Day 4- Monday, May 30 Island Park camp
It rained hard ALL last night- never letting up. The worst part was the wind and cold temps in the morning. Our tents got packed up wet and we put all our warm clothes on while rigging the boats. We’ve only had one worse weather trip up at Dinosaur (where we had snow) but this trip was almost that bad. I guess the one redeeming part of our weather was that we never had actual rain while rowing downriver – but we did have cold wind! A few of the group stopped to hike at Echo Park and we ate lunch at Jones 1 but it was too cold to hike there as well. Karen won for the most layers of clothes (7) on at one time and could not bend over to put on her shoes because she had so many layers on her body. I personally had 4 layers under my lifejacket and considered putting on a fifth and last layer. My hands and feet stayed very cold and we all struggled to keep warm. That is rare for me since rowing usually keeps me warm enough. I can only imagine how cold the passengers must have felt. The weather remained windy and cold but the sun finally popped out as we set up our tents at the Island Park Camp. It was nice to dry out tents and wet river gear. A nice dinner and evening in camp.

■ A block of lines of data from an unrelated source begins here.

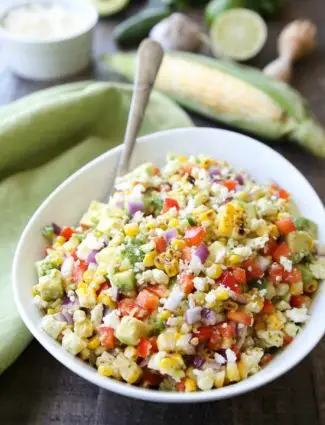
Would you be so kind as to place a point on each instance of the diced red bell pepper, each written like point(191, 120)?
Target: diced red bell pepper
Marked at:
point(228, 280)
point(276, 272)
point(253, 269)
point(194, 236)
point(204, 333)
point(292, 277)
point(144, 348)
point(67, 232)
point(240, 275)
point(170, 203)
point(282, 250)
point(286, 226)
point(187, 284)
point(160, 290)
point(106, 337)
point(268, 307)
point(240, 317)
point(147, 300)
point(161, 244)
point(215, 342)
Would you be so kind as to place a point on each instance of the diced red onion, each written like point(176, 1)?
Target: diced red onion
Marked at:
point(214, 172)
point(240, 179)
point(135, 206)
point(56, 229)
point(170, 234)
point(91, 259)
point(198, 362)
point(202, 252)
point(210, 317)
point(193, 315)
point(238, 298)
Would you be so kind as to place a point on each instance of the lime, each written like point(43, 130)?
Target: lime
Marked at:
point(215, 7)
point(238, 34)
point(109, 7)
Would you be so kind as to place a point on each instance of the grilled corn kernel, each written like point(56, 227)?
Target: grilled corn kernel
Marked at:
point(274, 323)
point(131, 229)
point(88, 276)
point(173, 223)
point(149, 259)
point(159, 262)
point(214, 271)
point(297, 288)
point(172, 268)
point(106, 300)
point(93, 343)
point(178, 244)
point(230, 305)
point(234, 260)
point(164, 315)
point(190, 385)
point(232, 372)
point(219, 379)
point(105, 370)
point(130, 353)
point(243, 196)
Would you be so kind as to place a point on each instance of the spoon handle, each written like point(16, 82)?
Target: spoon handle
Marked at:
point(149, 58)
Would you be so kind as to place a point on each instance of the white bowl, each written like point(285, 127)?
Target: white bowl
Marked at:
point(67, 203)
point(47, 59)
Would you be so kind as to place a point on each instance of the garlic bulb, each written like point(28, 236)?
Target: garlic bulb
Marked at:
point(177, 32)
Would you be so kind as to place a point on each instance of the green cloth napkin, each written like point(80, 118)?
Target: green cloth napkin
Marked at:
point(44, 138)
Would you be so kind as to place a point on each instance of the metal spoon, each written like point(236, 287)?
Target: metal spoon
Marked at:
point(149, 58)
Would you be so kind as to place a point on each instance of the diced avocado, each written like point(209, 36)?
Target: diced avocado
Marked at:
point(249, 208)
point(300, 242)
point(106, 256)
point(50, 286)
point(307, 275)
point(217, 252)
point(133, 253)
point(131, 330)
point(44, 267)
point(93, 214)
point(125, 281)
point(307, 225)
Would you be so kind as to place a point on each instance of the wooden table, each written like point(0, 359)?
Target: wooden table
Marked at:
point(37, 390)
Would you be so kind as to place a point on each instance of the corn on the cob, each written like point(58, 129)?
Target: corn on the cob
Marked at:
point(236, 95)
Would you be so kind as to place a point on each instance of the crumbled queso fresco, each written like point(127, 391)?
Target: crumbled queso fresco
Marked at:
point(192, 277)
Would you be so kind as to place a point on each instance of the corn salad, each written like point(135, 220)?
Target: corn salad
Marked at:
point(191, 278)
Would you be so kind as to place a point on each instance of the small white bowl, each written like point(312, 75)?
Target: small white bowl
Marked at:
point(47, 59)
point(67, 203)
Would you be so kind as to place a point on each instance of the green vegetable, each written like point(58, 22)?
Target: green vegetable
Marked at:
point(238, 95)
point(307, 225)
point(109, 7)
point(133, 253)
point(48, 233)
point(137, 27)
point(125, 281)
point(307, 275)
point(215, 7)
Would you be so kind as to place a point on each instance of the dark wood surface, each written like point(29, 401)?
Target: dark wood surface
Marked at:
point(37, 390)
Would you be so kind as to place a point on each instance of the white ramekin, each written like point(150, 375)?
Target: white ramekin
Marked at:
point(37, 59)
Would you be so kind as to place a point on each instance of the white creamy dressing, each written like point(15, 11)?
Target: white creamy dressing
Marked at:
point(43, 21)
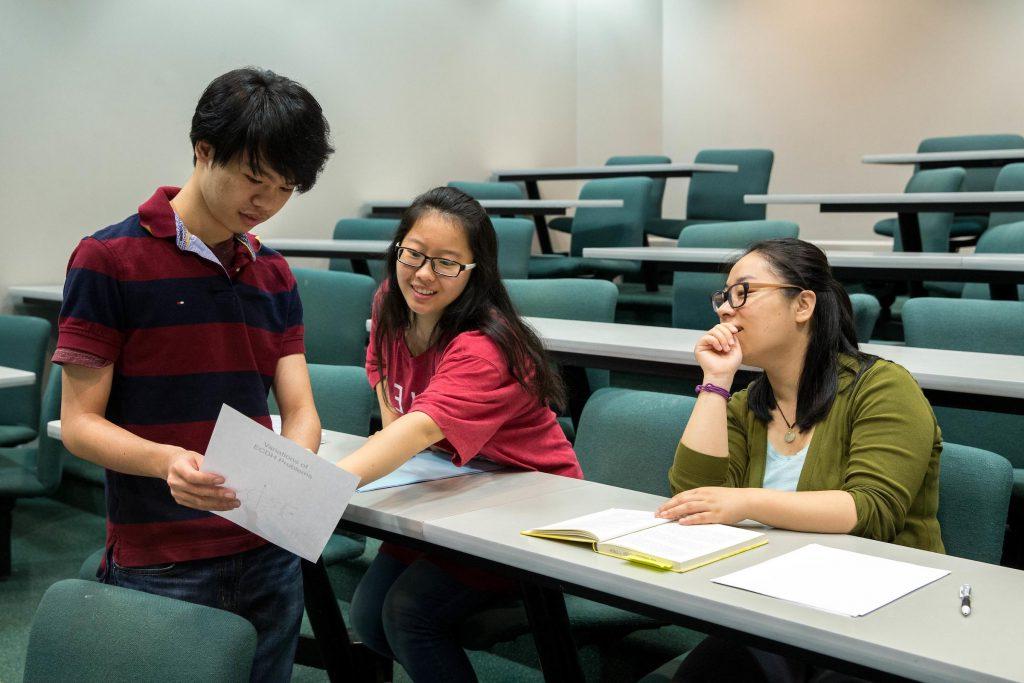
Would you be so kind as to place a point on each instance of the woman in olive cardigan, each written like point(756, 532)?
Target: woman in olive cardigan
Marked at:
point(828, 439)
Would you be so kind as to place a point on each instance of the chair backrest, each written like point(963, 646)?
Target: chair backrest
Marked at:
point(974, 496)
point(865, 313)
point(335, 309)
point(344, 399)
point(87, 631)
point(515, 238)
point(1005, 239)
point(51, 453)
point(489, 190)
point(976, 179)
point(986, 327)
point(691, 291)
point(657, 184)
point(23, 345)
point(720, 196)
point(934, 226)
point(364, 228)
point(628, 438)
point(568, 299)
point(1011, 178)
point(611, 227)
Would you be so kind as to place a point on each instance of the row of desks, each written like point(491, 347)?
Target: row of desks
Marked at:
point(477, 520)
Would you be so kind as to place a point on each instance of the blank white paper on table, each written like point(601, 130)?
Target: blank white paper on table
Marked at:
point(837, 581)
point(289, 496)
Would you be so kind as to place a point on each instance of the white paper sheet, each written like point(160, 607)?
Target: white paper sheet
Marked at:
point(428, 466)
point(837, 581)
point(289, 496)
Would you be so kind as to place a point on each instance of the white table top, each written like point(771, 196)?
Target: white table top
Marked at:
point(926, 157)
point(962, 372)
point(517, 204)
point(43, 292)
point(952, 199)
point(612, 171)
point(837, 258)
point(11, 377)
point(340, 246)
point(921, 636)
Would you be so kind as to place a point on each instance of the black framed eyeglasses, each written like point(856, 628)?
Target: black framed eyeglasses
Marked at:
point(442, 266)
point(736, 294)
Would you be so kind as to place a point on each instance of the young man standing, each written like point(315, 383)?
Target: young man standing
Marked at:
point(174, 311)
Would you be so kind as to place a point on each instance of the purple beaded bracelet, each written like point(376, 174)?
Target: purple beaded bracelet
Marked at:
point(714, 388)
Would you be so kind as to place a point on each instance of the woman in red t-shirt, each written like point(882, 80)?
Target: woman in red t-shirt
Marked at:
point(453, 367)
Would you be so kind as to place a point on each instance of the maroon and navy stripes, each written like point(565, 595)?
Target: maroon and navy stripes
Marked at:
point(184, 337)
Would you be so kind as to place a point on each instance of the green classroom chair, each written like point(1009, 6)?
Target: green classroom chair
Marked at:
point(30, 471)
point(335, 308)
point(24, 341)
point(601, 227)
point(974, 497)
point(617, 427)
point(966, 227)
point(1004, 239)
point(865, 313)
point(716, 198)
point(364, 228)
point(691, 291)
point(515, 239)
point(93, 633)
point(489, 190)
point(985, 327)
point(564, 223)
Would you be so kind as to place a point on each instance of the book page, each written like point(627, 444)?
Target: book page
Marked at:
point(289, 496)
point(605, 524)
point(685, 544)
point(837, 581)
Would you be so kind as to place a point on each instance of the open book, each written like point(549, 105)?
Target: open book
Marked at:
point(640, 537)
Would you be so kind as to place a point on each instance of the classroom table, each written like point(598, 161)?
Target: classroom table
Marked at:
point(530, 176)
point(476, 519)
point(1001, 271)
point(358, 251)
point(12, 377)
point(921, 636)
point(967, 159)
point(957, 379)
point(906, 206)
point(537, 208)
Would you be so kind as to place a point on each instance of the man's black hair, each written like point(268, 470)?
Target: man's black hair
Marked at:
point(271, 118)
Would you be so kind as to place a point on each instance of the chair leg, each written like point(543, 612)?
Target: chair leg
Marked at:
point(6, 508)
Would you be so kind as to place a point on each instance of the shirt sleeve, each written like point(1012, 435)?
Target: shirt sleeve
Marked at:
point(92, 315)
point(891, 442)
point(469, 397)
point(692, 469)
point(294, 338)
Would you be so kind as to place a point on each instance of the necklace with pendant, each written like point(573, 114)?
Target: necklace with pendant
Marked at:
point(791, 435)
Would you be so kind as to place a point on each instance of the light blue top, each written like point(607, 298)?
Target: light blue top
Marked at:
point(782, 472)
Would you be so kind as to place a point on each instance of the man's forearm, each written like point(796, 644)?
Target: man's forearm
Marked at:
point(94, 438)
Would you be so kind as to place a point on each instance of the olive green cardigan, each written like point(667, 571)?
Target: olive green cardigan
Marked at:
point(880, 442)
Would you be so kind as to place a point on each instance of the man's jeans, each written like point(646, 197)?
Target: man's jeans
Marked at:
point(263, 585)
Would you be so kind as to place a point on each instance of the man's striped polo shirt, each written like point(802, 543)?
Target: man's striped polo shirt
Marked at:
point(184, 335)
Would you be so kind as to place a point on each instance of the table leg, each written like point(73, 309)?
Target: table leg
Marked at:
point(550, 623)
point(329, 626)
point(540, 222)
point(909, 231)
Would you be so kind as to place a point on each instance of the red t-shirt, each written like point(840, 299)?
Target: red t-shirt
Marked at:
point(468, 391)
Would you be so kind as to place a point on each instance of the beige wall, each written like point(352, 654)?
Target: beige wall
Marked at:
point(97, 97)
point(823, 82)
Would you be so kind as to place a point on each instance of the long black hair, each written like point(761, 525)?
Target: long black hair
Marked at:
point(484, 304)
point(832, 333)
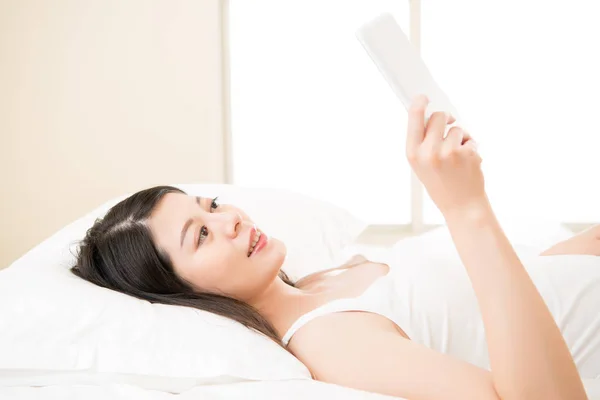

Day 5, Tuesday, May 31, 2011 Split Mountain takeout
The day gave way to sunshine and the first day of more typical warmer weather but lots of rapids so we bundled up. The river temp is unbelievably frigid. The Green river contributed another ~4,000 cfs but remains dwarfed by the Yampa flows. Our first rapid (Moonshine) earned a scout. Good runs by all but Beth’s boat floor has a hole in it (since beginning of the trip) and she is having trouble moving it quickly in bigger rapids. All the other rapids down to Split Mountain were big and splashy but obvious where to avoid the big holes. The ramp was wide open so we backed down the trailers and loaded up relatively quickly right as our next Pikes Peak River Runners group (the 4 day trip group) came in. We had lunch at the campground sending everyone away with road trip snacks a plenty. Great trip, cold weather and lovely friends. We drove home via newly opened Independence Pass (near Aspen) and were astonished at the amount of snowpack remaining (2 feet above our Suburban). It will be a great runoff year for Colorado (Utah, Idaho & Montana) rivers.